I got the strangest feeling inside of me like I do when anybody cries, and I wanted to help him stop crying and didn't know what to do.

"'Smatter?" Dragonfly said, and Tom said, "I want to go home!"

"'Smatter?" Circus said, "Are you sick?"

"Yeah, what's the matter?" Poetry's duck-like voice squawked, but Little Jim was a smart little guy and he said, "He doesn't feel well. Let's all take him home."

"I'll go b-b-by m-m-myself," Little Tom said, and started back into the cave, but I knew it was too dark for him to see, so I grabbed his arm and pulled him back. "We'll all go with you."

"But we wanted to see Old Man Paddler," Dragonfly said, "What's the use to go home? I want some sassafras tea."

"Keep still," I said, "Tom's sick. He ought to go home." I knew Little Tom was terribly embarrassed, and that he'd be like a little scared rabbit if we took him into Old Man Paddler's cabin now.

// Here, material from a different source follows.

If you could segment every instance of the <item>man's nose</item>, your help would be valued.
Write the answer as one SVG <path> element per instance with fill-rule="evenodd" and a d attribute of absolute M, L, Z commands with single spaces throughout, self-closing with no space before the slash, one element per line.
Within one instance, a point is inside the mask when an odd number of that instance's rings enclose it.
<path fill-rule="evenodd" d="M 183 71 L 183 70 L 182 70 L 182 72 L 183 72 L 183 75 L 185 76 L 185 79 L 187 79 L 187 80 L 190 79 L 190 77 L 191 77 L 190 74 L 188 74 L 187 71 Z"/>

We must have made a lot of noise talking 'cause right that minute I heard Old Man Paddler's voice up there calling down to us, "Wait a minute, boys! I'll be right down...."

Well, it would have been impolite to run away now, and so I whispered to Tom, "Me and Little Jim are the only ones who heard him praying and—and we—we like you anyway." I gave Tom a kinda fierce half a hug around his shoulder, just as I heard Old Man Paddler's trap door in the floor of his house opening, and a shaft of light came in through the crack in the door right in front of us.... In a jiffy our door would open too, and we'd see that kind old long whiskered old man, with his twinkling grey eyes, and pretty soon we'd all climb up the cellar steps and be inside his warm cabin with a fire crackling in his fireplace and with the teakettle on the stove for making sassafras tea, and the old man would be telling us a story about the Sugar Creek of long ago....

All of a sudden, I got the strangest warm feeling inside of me, and I felt so good, something just bubbled up in my heart.... It was the queerest feeling, and made me feel good all over, 'cause right that second one of Little Tom's arms reached out and gave me a very awkward half a hug real quick, like he was very bashful or something, but like he was saying, "You're my best friend, Bill.... I'd lick the stuffin's out of the biggest bum in the world for you, in fact I'd do anything."

But his arm didn't stay more'n just time enough for him to let it fall to his side again, but I knew he liked me a lot and it was a wonderful feeling.

Right that second, I heard the old man lift the bar on the big wooden door, and push it open, and real bright light came in and shone all over all of us, and the old man said, "Well, well, well, well, the Sugar Creek Gang! Come on in, boys, we'll have a party."

A jiffy later, we were all inside his cellar, and scrambling up his cellar steps into his warm cabin.